Le phénomène de plus en plus massif de la contre-culture (Youth
Culture) a conduit ainsi Hollywood à exploiter le filon de
l’underground et à aligner son Cinéma sur cette tendance populaire…
C’est ainsi que dans les années 60, beaucoup de films produits par des
Majors furent conçus dans un esprit proche du Cinéma indépendant.
Bonnie and Clyde (1967) d'Arthur Penn, les films de Peter Bogdanovitch, The last Picture Show (1971), Paper Moon (1973), Panique à Needle Park de Jerry Schatzberg (1971), un film brut et très réaliste sur le monde des toxicomanes, Macadam Cow-Boy (1969), de John Schlesinger, rendu célèbre par la chanson d'Harry
Nilsson Everybody's talking. Un film magnifique et profond sur
l'Amérique marginale interprété Par John Voight et Dustin Hoffmann ; la
musique est signée John Barry. Après avoir travaillé à la télévision
chez CBS, Sidney Lumet se livre à une critique perspicace de la société
Américaine. Le film Serpico (1973) avec Al Pacino, traite de la police corrompue tandis qu'en 1975, Un après-midi de chien (1975) et surtout Network (1976) se livrent à une critique virulente des médias et de la politique spectacle télévisuelle .
La Fox a même financé quelques films du Cinéaste marginal Russ Meyer dont La Vallée des Plaisirs en 1970, un film classé X dés sa sortie avec une musique vite oubliable et The Seven Minutes en 1971 tout deux tournés en 35mm et Cinémascope.
Le Documentaire de Ted Demme et Richard Lagravenese, Une décennie sous
Influence réalisé en 2003, revient sur cette époque révolutionnaire où
les nouveaux cinéaste Américains indépendants redéfinissaient alors un
Nouveau Cinéma Hollywoodien : réaliste, acerbe et accessible au grand
public.
Dionysus in'69, la pièce du Performance Group filmée par Brian de Palma.

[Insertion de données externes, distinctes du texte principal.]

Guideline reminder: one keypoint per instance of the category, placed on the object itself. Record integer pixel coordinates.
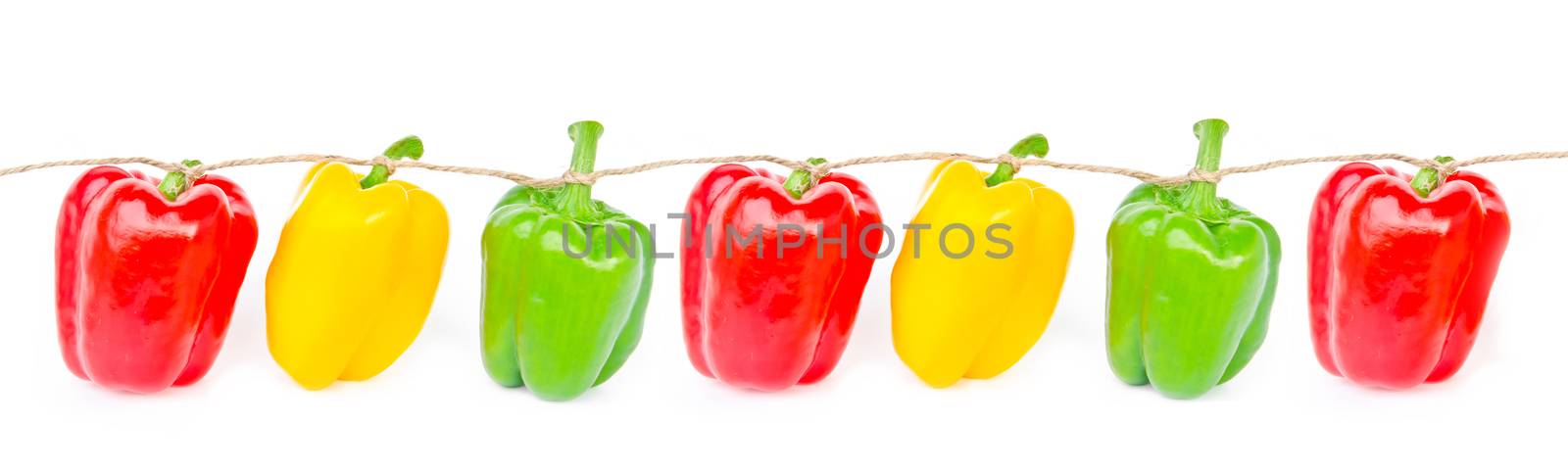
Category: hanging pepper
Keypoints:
(772, 273)
(566, 283)
(146, 273)
(948, 318)
(1191, 283)
(355, 273)
(1400, 271)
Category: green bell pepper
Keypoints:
(1191, 281)
(566, 283)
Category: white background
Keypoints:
(496, 85)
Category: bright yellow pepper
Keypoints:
(355, 273)
(972, 315)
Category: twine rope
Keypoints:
(817, 169)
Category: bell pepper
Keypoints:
(772, 273)
(948, 322)
(566, 283)
(355, 271)
(1400, 271)
(1191, 283)
(146, 275)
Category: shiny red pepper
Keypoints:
(146, 275)
(773, 307)
(1400, 270)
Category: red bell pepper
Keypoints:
(146, 275)
(1400, 270)
(772, 273)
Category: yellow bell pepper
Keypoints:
(355, 273)
(972, 315)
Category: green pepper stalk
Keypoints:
(802, 179)
(407, 148)
(1191, 279)
(576, 198)
(1029, 146)
(562, 315)
(1200, 196)
(1429, 177)
(176, 182)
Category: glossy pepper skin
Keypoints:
(1400, 271)
(355, 271)
(948, 320)
(146, 273)
(768, 309)
(1191, 283)
(562, 320)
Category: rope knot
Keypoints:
(576, 177)
(1011, 161)
(1445, 168)
(192, 172)
(386, 162)
(1196, 174)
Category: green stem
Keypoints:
(176, 182)
(802, 179)
(1429, 179)
(1031, 146)
(577, 198)
(407, 148)
(1200, 196)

Ci-dessus, une danse de Joie en l'honneur de Dionysos
En 1969, Brian De Palma, Robert Fiore et Bruce Rubin filment à Greenwich Village Dionysus in'69.
Une libre adaptation des Bacchantes d'Euripide Interprétée par la
troupe new-yorkaise de théâtre Performance Group et mis en scène par
Richard Schechner. Un messager raconte le démembrement du corps de
Pentheus par des femmes qui iront jusqu'à le dévorer. Le spectacle,
véritable performance dans l'esprit libéral des 70's jongle entre texte
écrit, musique, chant et improvisation. Le public est assis autour de
la scène à même le sol.
Filmé en continu par deux caméras 16mm, Brian de Palma inaugure sa
fameuse technique du split-screen en divisant le cadre en deux écrans
pour mieux représenter l'interaction entre le public et les comédiens ;
un procédé déjà utilisé par Andy Warhol dans Chelsea Girls.

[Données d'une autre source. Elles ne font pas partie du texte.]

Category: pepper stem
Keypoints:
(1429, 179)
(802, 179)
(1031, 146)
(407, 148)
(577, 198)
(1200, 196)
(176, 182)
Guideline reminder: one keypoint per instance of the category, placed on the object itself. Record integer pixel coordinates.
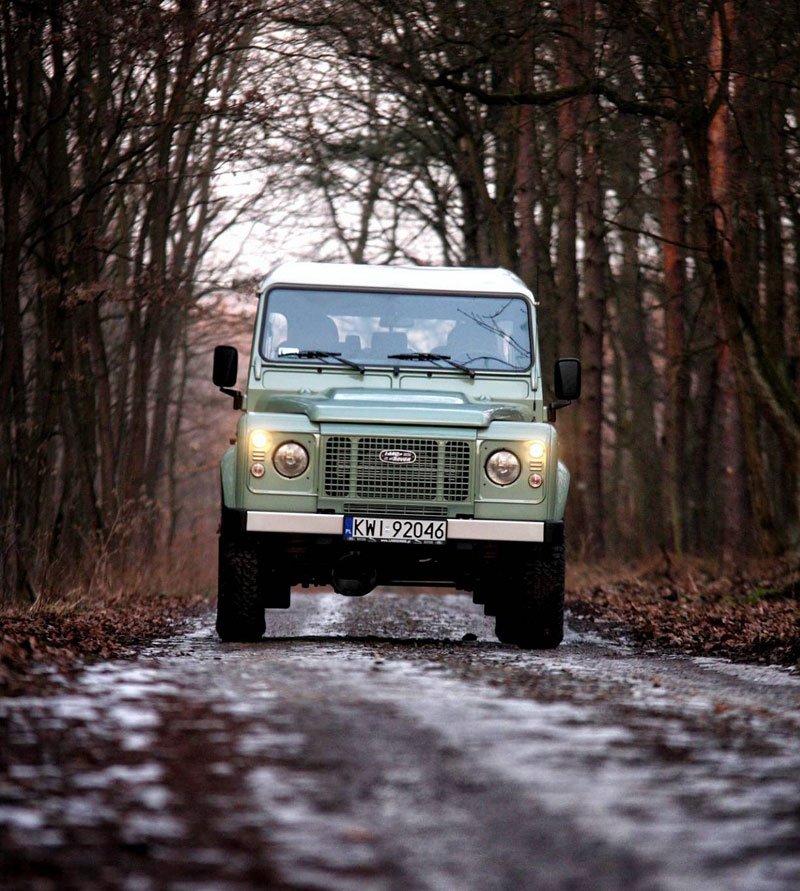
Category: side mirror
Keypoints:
(567, 379)
(226, 366)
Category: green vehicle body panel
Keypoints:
(307, 405)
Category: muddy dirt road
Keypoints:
(364, 745)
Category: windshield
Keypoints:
(479, 332)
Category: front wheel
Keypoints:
(240, 608)
(530, 612)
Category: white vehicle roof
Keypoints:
(447, 279)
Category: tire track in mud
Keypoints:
(364, 745)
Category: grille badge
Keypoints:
(397, 456)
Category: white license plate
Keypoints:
(388, 529)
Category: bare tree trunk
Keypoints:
(594, 288)
(673, 232)
(567, 265)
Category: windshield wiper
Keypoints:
(327, 354)
(433, 357)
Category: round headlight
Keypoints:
(503, 467)
(290, 459)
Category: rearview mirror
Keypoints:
(226, 366)
(568, 379)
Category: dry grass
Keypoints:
(689, 605)
(119, 605)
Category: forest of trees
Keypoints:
(636, 162)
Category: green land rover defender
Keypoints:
(394, 432)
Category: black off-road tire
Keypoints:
(530, 612)
(240, 609)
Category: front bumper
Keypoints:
(535, 532)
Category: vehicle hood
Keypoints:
(380, 406)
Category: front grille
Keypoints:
(354, 469)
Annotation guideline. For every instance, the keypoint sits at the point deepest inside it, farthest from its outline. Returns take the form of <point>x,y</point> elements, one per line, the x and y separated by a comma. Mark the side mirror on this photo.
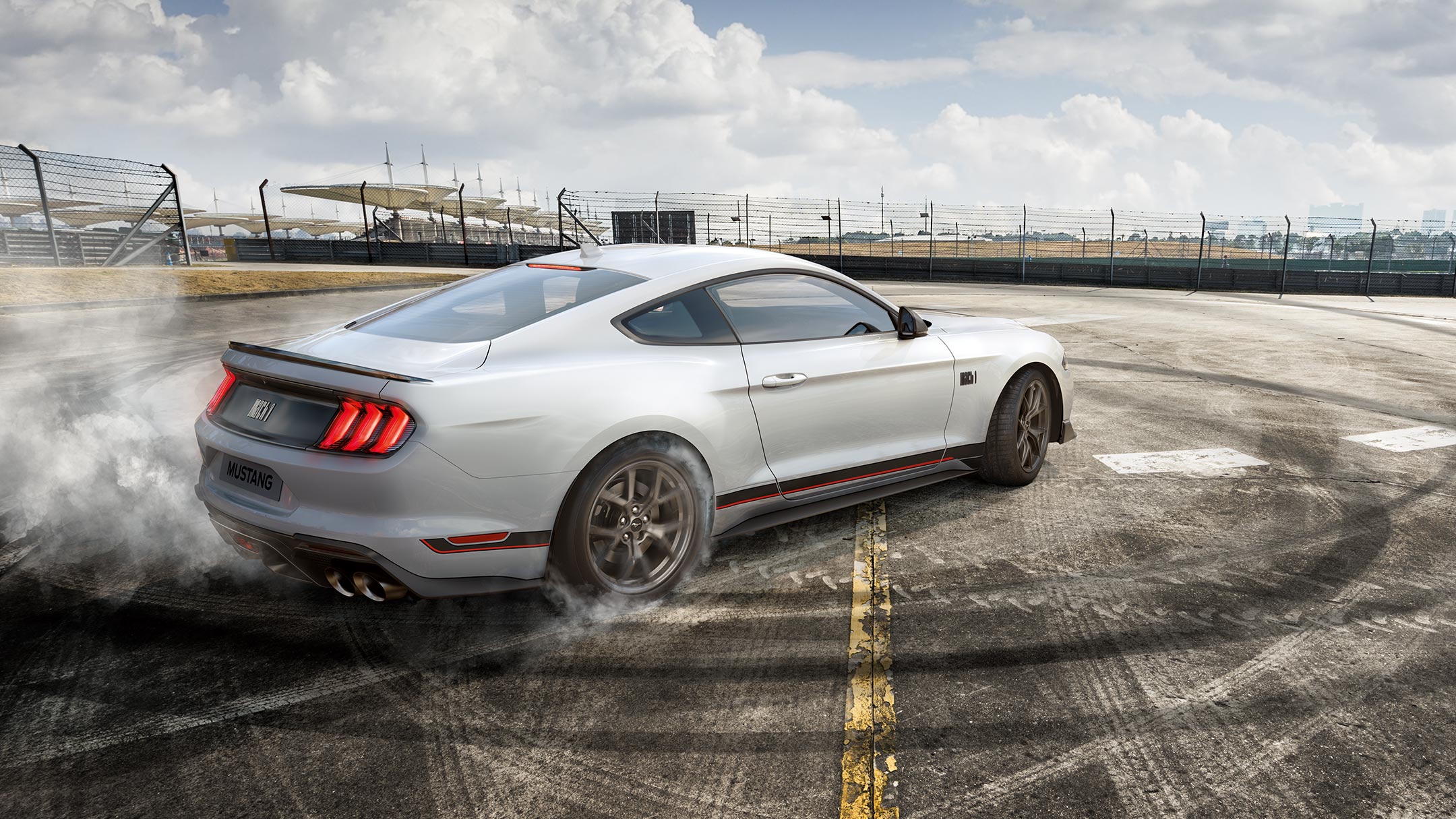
<point>911,326</point>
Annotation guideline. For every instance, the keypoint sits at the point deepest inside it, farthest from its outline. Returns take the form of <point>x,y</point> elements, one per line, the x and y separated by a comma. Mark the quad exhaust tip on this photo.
<point>376,588</point>
<point>340,582</point>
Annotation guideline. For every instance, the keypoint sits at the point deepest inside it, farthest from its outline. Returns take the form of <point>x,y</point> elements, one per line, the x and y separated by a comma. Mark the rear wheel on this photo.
<point>637,519</point>
<point>1020,430</point>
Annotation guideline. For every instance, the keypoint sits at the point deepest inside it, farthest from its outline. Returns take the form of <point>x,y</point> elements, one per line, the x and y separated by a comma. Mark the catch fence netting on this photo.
<point>65,209</point>
<point>934,231</point>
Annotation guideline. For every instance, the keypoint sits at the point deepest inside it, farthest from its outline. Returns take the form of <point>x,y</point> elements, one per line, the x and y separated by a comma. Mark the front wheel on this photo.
<point>1020,430</point>
<point>637,520</point>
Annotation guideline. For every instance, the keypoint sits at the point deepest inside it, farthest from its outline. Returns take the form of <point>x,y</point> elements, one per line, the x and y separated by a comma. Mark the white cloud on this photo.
<point>833,70</point>
<point>634,95</point>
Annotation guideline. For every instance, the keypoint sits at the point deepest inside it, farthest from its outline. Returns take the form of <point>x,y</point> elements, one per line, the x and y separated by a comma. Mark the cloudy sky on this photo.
<point>1223,105</point>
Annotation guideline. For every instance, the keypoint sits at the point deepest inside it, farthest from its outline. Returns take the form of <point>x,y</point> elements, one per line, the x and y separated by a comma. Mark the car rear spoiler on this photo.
<point>316,362</point>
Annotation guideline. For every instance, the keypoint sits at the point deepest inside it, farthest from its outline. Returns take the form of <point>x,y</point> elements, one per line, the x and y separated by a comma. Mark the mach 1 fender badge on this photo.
<point>261,410</point>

Le film est monté dans l'esprit du Cinéma Vérité ; un découpage minimal
afin de mieux restituer la continuité du temps théâtral. Le clou
musical de la pièce est la scène de débauche collective des fêtes
dionysiaques. Pendant 12mn, musique, chant et danse culminent dans une
véritable débauche jubilatoire où tout le monde finit à poil, les uns
sur les autres. On pense à la performance de Carolee Schneemann Meat
Joy , crée en 1964. Les spectateurs se mêlent à la fête et on ne sait
plus trop où sont les véritables comédiens.Tambours africains,
clochettes, gongs et tambourins battent la cadence sur une mélodie
incantatoire jouée à la flûte traversière. Comme le dit lui-même De
Palma aux journalistes qui lui ont consacré un ouvrage (Brian De Palma - Entretiens avec Samuel Blumenfeld et Laurent Vachaud . Editions Calmann-lévy) : "C'étaient les années soixante messieurs! Croyez-moi, vous avez vraiment raté quelque chose."
Concernant la Soul-Music, elle trouve son équivalent visuel en 1970, avec le Cinéma de Blaxploitation amorcé par le cinéaste noir Melvin Van Peebles dans Sweetback Badaass Song qui signe sa propre musique avec l’un des membres du groupe Earth Wind and Fire. Ce film expérimental sans compromis atteind un succès immédiat car il montre pour la première fois le vrai visage de la communauté noire. Cette idée sera évidemment tout de suite récupérée par les Majors Hollywoodiennes qui flairant le bon coup s’empressent de montrer des héros noirs complètement stéréotypés avec Coupes afro et costumes à pat d’eph dans Shaft (1971), Black gun, Slaughter, Hit man (1972).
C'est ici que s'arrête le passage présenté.